Он тоже изложил свою жизнь. Он был талантливым рассказчиком, и жизнь его стоила фантастического романа. Все последние годы ходил по краю пропасти, и не всегда мог объяснить, как остался цел и невредим. В рассказе прибавлял: "Вот тут обдумайте и обсудите. Мне самому не все понятно, и, кроме того, не всех могу назвать".
Слушали и видели, что Шварц – необыкновенный человек, предельной смелости, страшной воли. Он далеко не так скучно-несомненен, как Данилов; в нем есть что-то от авантюриста. Но если Шварц изменник – тогда революция и террор вообще невозможны.
Очередь Бодрясина. Он долго трет лоб и пытается преодолеть первую согласную:
– К-к-как уж и рассказывать – не знаю. Н-ничего в моей жизни нет интересного и замечательного. Единственно должен сказать, что мне неоткуда было стать мерзавцем. Родом я из мужиков, отец был сельский попик, но оч-чень хороший. Воспитан попросту, к-карьеры не искал, учился ничего себе, а потом прямо в тюрьму. Ув-влечений не имею и к деньгам д-довольно равнодушен. Главное, что жил среди порядочных людей, даже отличных, так что не было случая заразиться п-под-подлостью. А больше и рассказывать нечего. Я в-вообще в п-провокаторы как-то не гожусь.
Когда говорил Бодрясин, все чувствовали, что есть в этой всеобщей исповеди ложь. Что должен доказать Бодрясин? Что он не украл собственных вещей? Что он не продает своего святого? Разве Бодрясин – не сама революция? И разве не кощунственно в нем усумниться? Все были смущены.

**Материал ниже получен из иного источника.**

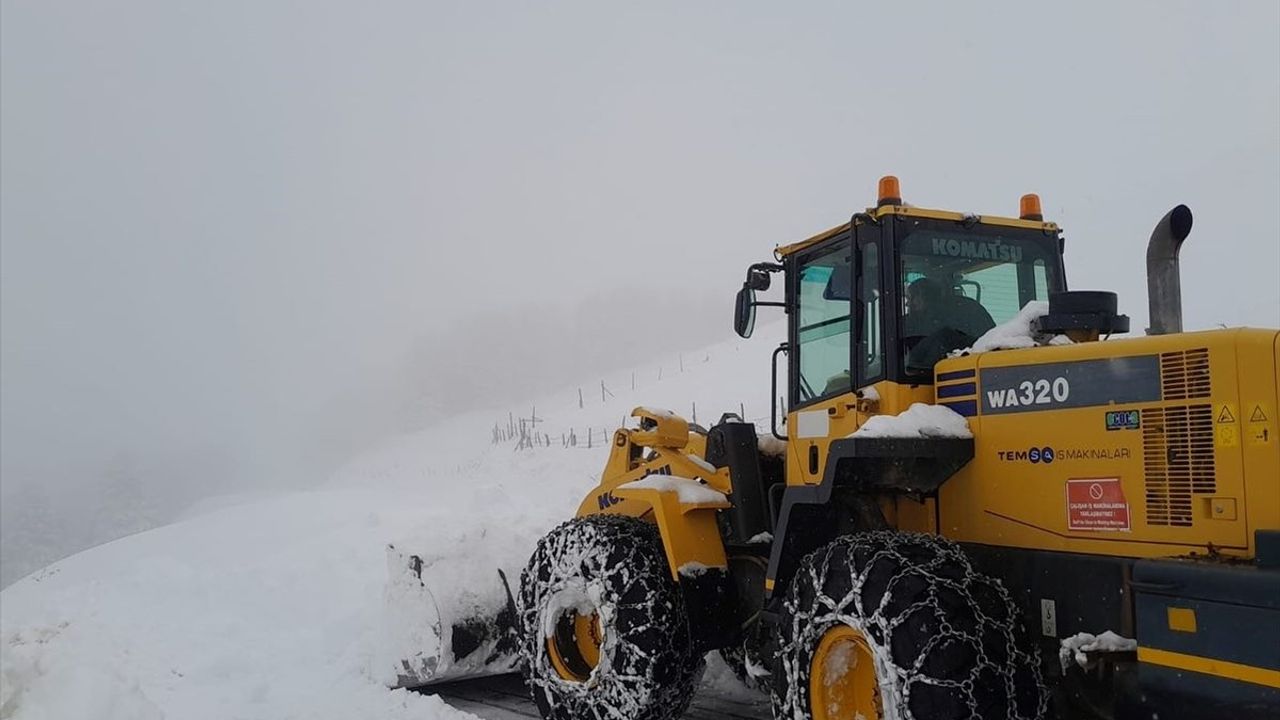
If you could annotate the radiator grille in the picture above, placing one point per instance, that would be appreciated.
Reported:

Евгения Константиновна доложила о себе кратко:
– Я, наоборот, и родилась и жила в обществе вполне сомнительном – и аристократическом и нравственно безответственном. Из всех присутствующих я самый подозрительный человек. Партийные взгляды разделяю с большими оговорками. Работала с эсерами и с максималистами. Больше всего люблю независимость. Не уверена, останусь ли с вами или уйду в монастырь. По брезгливости не могла бы предательствовать, но уверена, что водить за нос честных и доверчивых людей очень просто и легко.
Наташа сказала просто:
– Мне не нравится эта исповедь, я не стану говорить. И по-моему, все это напрасно. И даже как-то гадко!
– Но ведь все...
– Пусть все, а я не хочу. Лучше я уеду.
Опять смущение. Но положение поправила Ксения Вишневская. Ее исповедь была скорее проповедью. С недосягаемой высоты маленьким людям вещала о красоте революционной души. "Вы хотите знать меня? Ну что же – слушайте и казнитесь!" Хотелось, чтобы скорее окончила; но ее речь, плавная и образная, была подготовлена. Слушали мучительно и не любили партийную богородицу и подвижницу.
Приятное впечатление произвел Петровский.
– Я, товарищи, здесь новичок, никаких революционных заслуг не имею, так что должен исповедоваться подробно.
И действительно подробно рассказал о себе, что могло быть любопытным. Кто родители, как учился, под чьим влиянием пошел в революцию, чем ей помогал. Рассказал и о своем небольшом участии в организации побега двенадцати – добыл несколько паспортов и переправлял в тюрьму деньги. Об этом знала и Наташа. Живет на средства матери.
– Я, товарищи, на боевые выступления вряд ли гожусь; я говорил товарищу Шварцу. Но если могу помочь хотя бы в пустяках – располагайте мною.
С интересом слушали Ботаника. С революционерами он сблизился еще студентом, участвовал в московском восстании, но арестован не был. Избрал дорогу ученого, был два года в коман-дировке, жил в Италии и Испании. Теперь решил все это бросить. Почему? Да потому, что из этого ухода в науку ничего не выходит. От себя не уйдешь! И не то сейчас время. А может быть, все дело в темпераменте. По убеждениям – анархист, но России достаточно пока и малой программы; ей пока нужен воздух, а чистого воздуха в России нет.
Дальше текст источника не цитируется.